Blood drips onto the floor. Her hand is numb, but it won't be for very much longer – it already itches, a sign that the charm is fading. Soon, it'd be an all-out horror show. Cass ignores it though, mind set as she walks away from the Great Hall, red droplets being joined by others as all her fellow Ravenclaw's walk behind her. Younger years had older years to help them with their numbing charms, so they didn't feel any pain, but Cass could see it in her minds eyes – dozens of crying first years, some screaming, some yelling in angry upset. The older years might be more calm.
Cass wouldn't be calm.
Cass would trash her dorm – she'd grab at hangings and pull them off their rails, overturns mattresses and throw all of the Umbitch's stupid textbooks out the window to the courtyard below, if she didn't set them on fire first.
She glances left, to where Mandy's already crying, not from pain but from fear of pain yet to come. Rebellion – it didn't suit her, it would break her if she wasn't careful, and Mandy was terribly clumsy. She can't fight anymore. Cass knows this deep in her chest, where it aches harder than her birth parents deaths, and what the Dursley's forced on her those five years she'd been with them before her father rescued her. This will be her legacy within Hogwarts, a generation of children fighting against a selfish, supremist bitch. These people around her, they might never speak a word of what they did, or maybe they will – maybe they'll shout it loud, for their world's ignorant to hear and understand
But Cass has seen the words the twins writ in stone, high in the most lonely and unvisited of classrooms and corridors; she's seen the ghosts whispering, whispering about children fighting a war and having never seen something like this before; she's seen house-elves creep up to sleeping students, who's bandages have fallen off after they tiredly wrapped them, after sinking them in essence of murtlap, and seen them rewrap them with caring, tearful eyes.

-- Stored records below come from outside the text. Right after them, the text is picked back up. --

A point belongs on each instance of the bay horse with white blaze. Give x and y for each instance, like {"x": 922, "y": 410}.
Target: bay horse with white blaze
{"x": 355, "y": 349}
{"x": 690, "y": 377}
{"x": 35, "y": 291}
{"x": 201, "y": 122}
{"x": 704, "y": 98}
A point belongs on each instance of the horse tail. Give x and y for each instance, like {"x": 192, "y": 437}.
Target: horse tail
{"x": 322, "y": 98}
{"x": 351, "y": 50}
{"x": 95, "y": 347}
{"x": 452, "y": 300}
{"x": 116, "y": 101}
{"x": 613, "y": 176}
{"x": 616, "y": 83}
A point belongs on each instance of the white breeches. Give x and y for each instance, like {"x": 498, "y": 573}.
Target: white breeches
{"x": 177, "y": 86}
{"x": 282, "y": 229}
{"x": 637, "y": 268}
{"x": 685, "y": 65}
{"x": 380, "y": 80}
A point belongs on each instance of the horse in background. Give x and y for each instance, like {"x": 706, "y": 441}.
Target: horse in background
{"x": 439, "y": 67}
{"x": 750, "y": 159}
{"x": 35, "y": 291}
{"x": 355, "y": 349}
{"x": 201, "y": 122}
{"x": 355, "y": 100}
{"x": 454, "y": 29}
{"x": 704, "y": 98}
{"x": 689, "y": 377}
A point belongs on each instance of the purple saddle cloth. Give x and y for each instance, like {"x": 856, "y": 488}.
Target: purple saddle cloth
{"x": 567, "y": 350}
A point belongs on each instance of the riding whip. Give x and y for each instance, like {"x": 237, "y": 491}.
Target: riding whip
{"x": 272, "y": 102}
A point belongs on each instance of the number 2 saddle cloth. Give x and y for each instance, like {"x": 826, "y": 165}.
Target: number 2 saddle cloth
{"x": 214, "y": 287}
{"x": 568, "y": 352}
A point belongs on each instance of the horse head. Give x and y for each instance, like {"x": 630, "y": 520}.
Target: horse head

They're creating a history, but that history hasn't an ending yet.
She can't fight anymore.
We can't win if everyone's spirits break.
"Everyone," she stops them at a three-way intersection, where the Gryffindor's spilling through their ranks would split off to Gryffindor Tower, turning to face them, looking at Mandy as she speaks, "I know that not everyone here is as brave as they would like to be. I know that what we just went through tonight was torture – and don't call it anything else, because it's torture – and that not everyone here is old enough, seen enough in life to make this through to the bitter end." She pauses, eyes flickering to others, away from Mandy, not settling on anyone for too long.
"You don't have to fight. You can support us, but you don't have to actively take part in demonstrations like this. If you do, that's your choice, and I'll invite you to stay on after our next lesson to talk some more." Cass doesn't say 'group' or 'session' or 'meeting', or anything that can be taken as independent – Umbridge's Decrees are taking Hogwarts over, paper by paper. The portraits listen in, and have no choice but to report everything suspicious that they see.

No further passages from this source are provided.